Dr. Peter Agre
2009 Award Recipient
Annual Prize for Outstanding Contribution to Lung Research



Dr. Peter Agre, University Professor and Director at John Hopkins Malaria Research Institute, Bloomberg School of Public Health, is the second recipient of the prestigious $50,000 prize from the Will Rogers Institute.

In 2003, Peter shared the Nobel Prize in Chemistry for discovering aquaporins, protein channels within membranes that allow the movement of water across the membrane. Aquaporins are responsible for numerouse physiological processes in humans and are implicated in multiple clinical disorders including fluid retention, bedwetting, brain edema, cataracts, heat prostration and obesity. Aquaporins also play an important role in the normal physiology and disease in the human airways. Chronic lung injury and lung fibrosis is associated with decreased protein and mRNA expression of aqauporins in the lung. Due to Dr. Agre's work, researchers around the world now study aquaporins in many species of plants, bacteria and animals and have linked aberrant water transport to a multitude of human diseases and conditions. Currently, Dr. Agre presides over a team of 20 scientists working on everything from designing malaria vaccines to engineering a malaria-resistant mosquito that in theory could out-compete others if released in the wild.

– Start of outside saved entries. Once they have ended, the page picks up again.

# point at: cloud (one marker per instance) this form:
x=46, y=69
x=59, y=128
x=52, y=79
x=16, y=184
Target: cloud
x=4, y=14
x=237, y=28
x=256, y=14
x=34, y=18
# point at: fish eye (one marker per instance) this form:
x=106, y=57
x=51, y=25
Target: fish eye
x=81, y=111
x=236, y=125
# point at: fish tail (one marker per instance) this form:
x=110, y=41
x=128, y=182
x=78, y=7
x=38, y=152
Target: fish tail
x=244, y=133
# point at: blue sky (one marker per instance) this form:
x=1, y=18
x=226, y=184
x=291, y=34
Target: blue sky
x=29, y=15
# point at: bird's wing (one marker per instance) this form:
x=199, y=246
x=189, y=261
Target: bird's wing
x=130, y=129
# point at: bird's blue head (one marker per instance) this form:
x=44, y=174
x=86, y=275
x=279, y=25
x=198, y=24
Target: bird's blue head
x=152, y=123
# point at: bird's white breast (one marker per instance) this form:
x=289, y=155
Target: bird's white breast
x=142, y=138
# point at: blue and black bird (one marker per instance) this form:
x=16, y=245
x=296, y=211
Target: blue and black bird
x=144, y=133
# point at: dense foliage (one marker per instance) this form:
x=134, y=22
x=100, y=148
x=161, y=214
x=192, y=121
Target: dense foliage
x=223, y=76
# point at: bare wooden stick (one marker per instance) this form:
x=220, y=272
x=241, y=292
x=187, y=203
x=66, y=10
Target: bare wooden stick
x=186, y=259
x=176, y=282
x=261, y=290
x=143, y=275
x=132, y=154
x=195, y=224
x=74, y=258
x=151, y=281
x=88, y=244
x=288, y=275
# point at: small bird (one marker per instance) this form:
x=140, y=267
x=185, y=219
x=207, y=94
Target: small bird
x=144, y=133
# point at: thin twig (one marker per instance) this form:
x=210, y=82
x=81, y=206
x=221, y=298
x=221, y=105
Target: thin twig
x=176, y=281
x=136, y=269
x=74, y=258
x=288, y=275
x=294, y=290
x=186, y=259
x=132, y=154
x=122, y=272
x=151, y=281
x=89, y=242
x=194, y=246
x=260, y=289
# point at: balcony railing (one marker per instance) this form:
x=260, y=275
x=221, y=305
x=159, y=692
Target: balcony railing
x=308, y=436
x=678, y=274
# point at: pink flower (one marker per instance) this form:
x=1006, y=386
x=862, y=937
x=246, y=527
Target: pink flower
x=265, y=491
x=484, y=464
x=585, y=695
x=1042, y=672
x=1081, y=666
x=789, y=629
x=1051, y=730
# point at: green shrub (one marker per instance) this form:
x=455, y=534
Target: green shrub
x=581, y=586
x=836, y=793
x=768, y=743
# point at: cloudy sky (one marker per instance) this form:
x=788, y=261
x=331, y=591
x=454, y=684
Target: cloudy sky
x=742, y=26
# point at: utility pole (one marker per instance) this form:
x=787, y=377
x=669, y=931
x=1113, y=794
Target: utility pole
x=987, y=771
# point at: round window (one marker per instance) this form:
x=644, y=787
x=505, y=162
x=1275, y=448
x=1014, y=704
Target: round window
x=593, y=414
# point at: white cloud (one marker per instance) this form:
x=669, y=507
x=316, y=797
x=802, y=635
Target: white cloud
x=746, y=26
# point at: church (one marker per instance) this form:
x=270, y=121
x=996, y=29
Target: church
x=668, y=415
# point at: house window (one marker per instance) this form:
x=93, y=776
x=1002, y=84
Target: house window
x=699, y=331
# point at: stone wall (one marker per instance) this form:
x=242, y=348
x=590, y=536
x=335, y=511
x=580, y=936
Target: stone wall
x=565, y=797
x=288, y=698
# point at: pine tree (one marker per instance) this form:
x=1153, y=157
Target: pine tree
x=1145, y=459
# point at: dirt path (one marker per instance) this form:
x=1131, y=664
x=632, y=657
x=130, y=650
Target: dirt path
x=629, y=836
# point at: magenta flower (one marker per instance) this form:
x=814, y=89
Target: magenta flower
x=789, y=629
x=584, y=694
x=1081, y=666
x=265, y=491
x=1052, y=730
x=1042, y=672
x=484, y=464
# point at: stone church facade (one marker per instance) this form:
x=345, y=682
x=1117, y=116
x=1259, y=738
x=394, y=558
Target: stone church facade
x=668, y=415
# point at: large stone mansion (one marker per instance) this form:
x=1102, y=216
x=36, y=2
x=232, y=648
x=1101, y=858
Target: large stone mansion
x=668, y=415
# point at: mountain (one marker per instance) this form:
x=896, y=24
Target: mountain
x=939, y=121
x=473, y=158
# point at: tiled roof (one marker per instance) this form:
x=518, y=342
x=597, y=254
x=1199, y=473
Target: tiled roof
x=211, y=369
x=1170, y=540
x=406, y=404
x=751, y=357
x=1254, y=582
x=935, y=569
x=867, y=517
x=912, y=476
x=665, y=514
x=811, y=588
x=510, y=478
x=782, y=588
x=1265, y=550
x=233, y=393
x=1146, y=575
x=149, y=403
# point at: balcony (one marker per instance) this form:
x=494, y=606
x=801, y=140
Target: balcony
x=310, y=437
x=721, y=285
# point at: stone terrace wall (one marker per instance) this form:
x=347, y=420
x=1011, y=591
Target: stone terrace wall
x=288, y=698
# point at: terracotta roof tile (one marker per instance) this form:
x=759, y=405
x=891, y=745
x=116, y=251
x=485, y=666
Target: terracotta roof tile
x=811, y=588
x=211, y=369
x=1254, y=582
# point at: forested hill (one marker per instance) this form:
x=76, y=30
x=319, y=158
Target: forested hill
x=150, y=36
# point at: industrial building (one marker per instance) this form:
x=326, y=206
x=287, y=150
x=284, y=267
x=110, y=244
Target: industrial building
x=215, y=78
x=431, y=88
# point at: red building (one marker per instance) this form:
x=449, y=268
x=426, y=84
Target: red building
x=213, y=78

Born in Northfiled, Minnesota, Peter received his B.A. from Augsburg College in Minneapolis, Minnesota and his M.D. in 1974 from John Hopkins University School of Medicine in Baltimore, Maryland. He served as Vice Chancellor for science and technology at Duke University Medical Center in Durham, NC, where he guided the development of Duke's biomedical research. Agre became director at JHMRI and joined the faculty of hte Johns Hopkins Bloomberg School of Public Health on January 1, 2008. He was elected to membership in the National Academy of Sciences in 2000 and to the American Academy of Arts and Sciences in 2003. He is also founding member of Scientists and Engineers for America (SEA), and serves on its Board of Advisors.

The Will Rogers Institute's Annual Prize for Outstanding Contribution to Lung Research was created to honor individuals for extraordinary work leading to advancements in treatment for lung diseases. The first award was presented to Dr. Francis Collins for his work in identifying the Cystic Fibrosis gene.